Social media platform Twitter may be trying to reshape the online narrative by editing out conservative voices, a new undercover video released by Project Veritas alleges.
The video, released Thursday (Jan. 11), appears to show current and former Twitter engineers explaining how they “downrank” some users and make others totally invisible if they don’t like what they are saying. Christian leaders shared different views on the significance of the undercover video — with one saying the report shouldn’t prompt concern, while another called the video “deeply troubling.”
To make users invisible, Twitter uses a technique called “shadowbanning,” which means users are blocked but don’t know it, according to the video that apparently shows Abhinav Vadrevu, a former Twitter software engineer, on the undercover video. Shadowbanned users can keep posting, the video noted, but only their followers will be able to see their tweets or find them in search results.
“They just think that no one is engaging with their content, when in reality, no one is seeing it,” the video shows Vadrevu saying during a Jan. 3 dinner with James O’Keefe, founder of Project Veritas, a group of conservative investigative journalists.
Shadowbanning was created to deter fraudsters and scammers, but it can be easily abused, the video reported.
It’s a method that’s kept quiet, Vadrevu said, because “it’s a lot of bad press” if people figure it out, because it’s “unethical in some way.”
A second censorship method uses a vast series of algorithms that scans content for specific words and then blocks, mutes or prioritizes certain tweets accordingly, the video reported.
That method is not new, but it’s becoming even smarter, according to Twitter software engineer Steven Pierre, who was reportedly filmed Dec. 8. In the video, he said he was working on a secret project that involved machine learning, or algorithms that teach themselves how to solve problems.
“Every single conversation is going to be rated by a machine and the machine is going to say whether or not it’s a positive thing or a negative thing,” Pierre said.
In a tweet where the user is “cursing at somebody,” for instance, the user “may have a point, but it will just vanish,” he said. “It’s not going to ban the mindset, it’s going to ban, like, a way of talking.”
Others apparently interviewed in the undercover video, such as former Twitter engineer Conrado Miranda and direct messaging engineer Pranay Singh, affirmed that some of the users targeted by the censorship methods were Trump supporters, conservatives and Republicans. And Mo Norai, a former Twitter content review agent, agreed on camera that much of the company’s censorship on those topics was subjective.
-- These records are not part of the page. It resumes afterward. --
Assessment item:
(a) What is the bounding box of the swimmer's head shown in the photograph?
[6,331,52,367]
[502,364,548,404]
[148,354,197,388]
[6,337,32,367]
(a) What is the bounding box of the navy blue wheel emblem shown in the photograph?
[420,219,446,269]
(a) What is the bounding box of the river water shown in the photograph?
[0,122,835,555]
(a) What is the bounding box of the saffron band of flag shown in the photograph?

But Twitter pushed back on the allegations, saying that those interviewed in the video were speaking in a “personal capacity,” not an official one.
“We deplore the deceptive and underhanded tactics by which this footage was obtained and selectively edited to fit a pre-determined narrative,” a statement from the company read. “Twitter is committed to enforcing our rules without bias and empowering every voice on our platform, in accordance with the Twitter Rules.”
The company also denied that it used shadowbanning, although it did say it took actions “to downrank accounts that are abusive.”
Darrel Girardier, digital strategy director for Brentwood Baptist Church in Brentwood, Tenn., said he doesn’t believe there is cause for alarm.
“I believe that some conservative Christians follow the narrative that social media organizations are ‘out to get them,’ whether this is devaluing Christian conservative content through Facebook’s newsfeed or Twitter’s timeline,” Girardier said. “In general, I don’t find this narrative to be true. In fact, majority of the time I find the opposite to be true.”
While there might be some instances where this type of censorship happens, Girardier said he thinks that overall it would be “disadvantageous” for Twitter to conduct business this way.
“Their entire model is built on you, the user, building an ecosystem of content that you like and enjoy,” he said. “That’s what keeps you engaged. Simply put, it’s an eyeball game. The more eyeballs on their content, the more ads they can sell. So for them to downgrade content because it’s from a conservative Christian outlet would in effect hurt their business model.”
But Jerry A. Johnson, president and CEO of National Religious Broadcasters, called Project Veritas’ video report “deeply troubling” and “tragic.”
“If true, it underscores the reality of a growing problem that must be faced,” he said. “Online censorship of Christian and conservative viewpoints is the reason we launched Internet Freedom Watch to catalog and bring greater attention to these threats, challenge Silicon Valley to uniformly practice its professed commitment to free speech, and explore possible public policy options that may exist to address the loss of internet freedom.”
The IFW website, InternetFreedomWatch.org, collects reports from individuals and organizations about their own experiences of online censorship.